Running mixture-of-experts models
Running or inferencing mixture of experts is faster and cheaper than inferencing dense models, with a couple of caveats.
For two models with the same total parameter count, inferencing the MoE model will take less compute than the dense model as fewer parameters are active. For two models with the same active parameter count, inferencing the MoE model will likely be slower because of the additional overhead of the routing function—but the MoE model will be far more powerful.
While that sounds great, the tradeoff is that the whole model has to be stored in memory even though it isn’t activated for every token. For models like Llama 4 Maverick and Scout, that means server class GPU clusters with hundreds of GB of VRAM—despite the fact that they only have 17 billion active parameters. Llama 3 70B, on the other hand, can run on a high-end workstation or even a specced out MacBook Pro.

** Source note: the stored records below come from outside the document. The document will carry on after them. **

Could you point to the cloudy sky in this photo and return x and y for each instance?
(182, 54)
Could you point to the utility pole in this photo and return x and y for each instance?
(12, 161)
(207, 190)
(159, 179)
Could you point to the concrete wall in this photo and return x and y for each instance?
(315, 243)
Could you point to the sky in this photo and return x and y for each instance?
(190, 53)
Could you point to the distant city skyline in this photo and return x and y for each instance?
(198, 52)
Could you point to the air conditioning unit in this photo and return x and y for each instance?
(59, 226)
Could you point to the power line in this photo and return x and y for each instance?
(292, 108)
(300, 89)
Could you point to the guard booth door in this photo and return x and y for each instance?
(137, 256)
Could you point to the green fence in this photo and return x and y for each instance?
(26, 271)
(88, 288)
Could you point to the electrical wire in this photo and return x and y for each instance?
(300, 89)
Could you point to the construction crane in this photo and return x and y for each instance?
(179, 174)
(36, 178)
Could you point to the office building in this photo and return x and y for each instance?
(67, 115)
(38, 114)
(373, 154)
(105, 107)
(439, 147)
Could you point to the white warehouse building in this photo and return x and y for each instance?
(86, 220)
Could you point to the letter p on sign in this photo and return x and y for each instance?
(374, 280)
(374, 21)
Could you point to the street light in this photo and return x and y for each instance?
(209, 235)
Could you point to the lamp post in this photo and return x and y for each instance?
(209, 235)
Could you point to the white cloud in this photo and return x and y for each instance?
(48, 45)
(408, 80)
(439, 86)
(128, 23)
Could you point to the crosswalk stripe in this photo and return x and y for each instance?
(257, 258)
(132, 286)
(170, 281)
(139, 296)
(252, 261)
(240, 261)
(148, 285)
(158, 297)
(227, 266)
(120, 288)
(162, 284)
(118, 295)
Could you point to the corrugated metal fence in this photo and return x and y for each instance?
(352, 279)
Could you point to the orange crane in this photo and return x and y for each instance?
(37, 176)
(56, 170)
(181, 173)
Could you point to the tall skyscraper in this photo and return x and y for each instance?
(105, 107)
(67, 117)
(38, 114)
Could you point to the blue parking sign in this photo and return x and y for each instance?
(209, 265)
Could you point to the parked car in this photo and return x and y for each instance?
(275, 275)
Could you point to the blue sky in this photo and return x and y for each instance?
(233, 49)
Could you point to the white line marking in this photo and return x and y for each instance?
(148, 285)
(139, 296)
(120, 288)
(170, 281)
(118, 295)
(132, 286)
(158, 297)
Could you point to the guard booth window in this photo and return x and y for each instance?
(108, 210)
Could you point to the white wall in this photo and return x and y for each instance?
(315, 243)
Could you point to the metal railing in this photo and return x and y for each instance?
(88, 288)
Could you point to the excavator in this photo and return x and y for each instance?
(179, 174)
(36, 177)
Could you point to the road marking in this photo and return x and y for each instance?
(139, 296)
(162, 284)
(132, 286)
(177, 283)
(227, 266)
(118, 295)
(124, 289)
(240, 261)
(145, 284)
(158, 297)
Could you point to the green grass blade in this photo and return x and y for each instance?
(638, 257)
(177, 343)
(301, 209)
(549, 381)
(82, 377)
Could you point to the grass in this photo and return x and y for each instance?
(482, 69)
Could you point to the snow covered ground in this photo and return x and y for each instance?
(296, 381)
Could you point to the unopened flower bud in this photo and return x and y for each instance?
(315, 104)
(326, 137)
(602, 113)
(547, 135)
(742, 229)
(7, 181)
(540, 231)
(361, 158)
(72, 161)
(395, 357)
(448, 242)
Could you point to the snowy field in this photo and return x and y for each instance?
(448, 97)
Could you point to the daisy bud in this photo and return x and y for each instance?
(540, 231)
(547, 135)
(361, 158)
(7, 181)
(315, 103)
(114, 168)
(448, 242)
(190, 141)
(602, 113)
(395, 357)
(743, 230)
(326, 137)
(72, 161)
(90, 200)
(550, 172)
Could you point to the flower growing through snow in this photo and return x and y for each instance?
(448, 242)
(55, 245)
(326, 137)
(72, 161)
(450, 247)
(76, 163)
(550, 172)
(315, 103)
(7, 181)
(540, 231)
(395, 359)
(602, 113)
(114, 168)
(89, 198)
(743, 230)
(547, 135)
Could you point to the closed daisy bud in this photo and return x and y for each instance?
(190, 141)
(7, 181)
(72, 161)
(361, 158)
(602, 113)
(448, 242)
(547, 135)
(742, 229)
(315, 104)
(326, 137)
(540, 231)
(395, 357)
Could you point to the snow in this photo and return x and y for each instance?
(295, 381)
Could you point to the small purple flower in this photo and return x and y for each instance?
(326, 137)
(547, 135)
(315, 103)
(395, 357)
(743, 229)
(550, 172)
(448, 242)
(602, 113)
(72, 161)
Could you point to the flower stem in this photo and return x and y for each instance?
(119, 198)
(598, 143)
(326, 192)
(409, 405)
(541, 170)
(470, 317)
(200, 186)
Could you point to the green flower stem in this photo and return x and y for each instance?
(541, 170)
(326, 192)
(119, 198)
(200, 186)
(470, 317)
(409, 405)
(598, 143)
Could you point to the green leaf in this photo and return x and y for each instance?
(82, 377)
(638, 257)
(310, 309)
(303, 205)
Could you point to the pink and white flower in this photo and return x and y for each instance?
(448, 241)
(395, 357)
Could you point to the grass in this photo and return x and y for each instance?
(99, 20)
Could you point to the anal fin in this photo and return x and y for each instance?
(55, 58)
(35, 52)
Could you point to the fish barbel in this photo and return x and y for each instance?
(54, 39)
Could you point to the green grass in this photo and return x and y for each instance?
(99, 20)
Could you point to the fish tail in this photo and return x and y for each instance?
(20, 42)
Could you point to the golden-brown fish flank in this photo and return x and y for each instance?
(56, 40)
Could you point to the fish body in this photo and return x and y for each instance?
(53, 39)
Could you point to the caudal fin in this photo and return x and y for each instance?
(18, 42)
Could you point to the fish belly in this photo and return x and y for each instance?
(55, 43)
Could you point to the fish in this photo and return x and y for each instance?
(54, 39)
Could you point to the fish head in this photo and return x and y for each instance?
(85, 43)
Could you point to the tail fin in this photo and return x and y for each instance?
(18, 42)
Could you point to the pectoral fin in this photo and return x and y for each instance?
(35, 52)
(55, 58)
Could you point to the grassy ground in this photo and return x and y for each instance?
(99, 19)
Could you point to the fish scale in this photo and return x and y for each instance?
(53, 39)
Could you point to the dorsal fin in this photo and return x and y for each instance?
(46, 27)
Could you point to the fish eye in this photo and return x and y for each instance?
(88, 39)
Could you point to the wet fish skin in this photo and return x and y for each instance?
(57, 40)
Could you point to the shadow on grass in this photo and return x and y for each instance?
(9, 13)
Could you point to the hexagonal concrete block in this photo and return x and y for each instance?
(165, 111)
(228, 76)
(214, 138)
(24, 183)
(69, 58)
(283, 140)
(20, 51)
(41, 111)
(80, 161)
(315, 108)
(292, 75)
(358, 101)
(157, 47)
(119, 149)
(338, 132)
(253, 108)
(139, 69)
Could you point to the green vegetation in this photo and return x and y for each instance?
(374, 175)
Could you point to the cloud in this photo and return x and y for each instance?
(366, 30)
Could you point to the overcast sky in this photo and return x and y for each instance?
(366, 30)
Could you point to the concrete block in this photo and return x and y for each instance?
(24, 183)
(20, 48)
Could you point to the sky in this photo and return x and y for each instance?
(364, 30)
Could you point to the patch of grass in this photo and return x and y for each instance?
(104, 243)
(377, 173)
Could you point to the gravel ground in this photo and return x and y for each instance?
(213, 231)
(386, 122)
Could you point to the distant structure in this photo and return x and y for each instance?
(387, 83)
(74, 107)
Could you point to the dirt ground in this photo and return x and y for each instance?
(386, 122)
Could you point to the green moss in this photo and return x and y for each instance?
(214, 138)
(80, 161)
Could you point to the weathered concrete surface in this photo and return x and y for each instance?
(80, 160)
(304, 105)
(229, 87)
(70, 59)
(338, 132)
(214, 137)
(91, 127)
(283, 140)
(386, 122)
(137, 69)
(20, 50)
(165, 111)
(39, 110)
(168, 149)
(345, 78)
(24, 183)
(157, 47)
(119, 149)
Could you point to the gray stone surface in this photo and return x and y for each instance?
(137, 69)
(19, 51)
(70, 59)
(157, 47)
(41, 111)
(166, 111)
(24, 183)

Read more about mixture-of-experts models
I’ve tried to give a sensible and coherent overview of mixture-of-experts models for the AI-curious, but this is far from a deep dive.
If you want to get deep into the details and understand how dense and MoE models are actually developed and designed, here are some resources that are worth checking out.
More MoE to come?
While mixture-of-experts models have been around for the past couple of years, they’re now starting to have their moment. As AI models get more powerful, the tradeoffs involved in developing a model with MoE architecture start to make more sense—especially since they can be cheaper to run. The additional upfront workload is offset by their inference efficiency.
I suspect that open models will continue to shift to mixture of experts, and that proprietary models will start to confirm that they’re also using it. The only situation they don’t make sense for is when you’re running a model locally on a low-powered device, like a smartphone or laptop. In that case, small language models are going to be far more useful.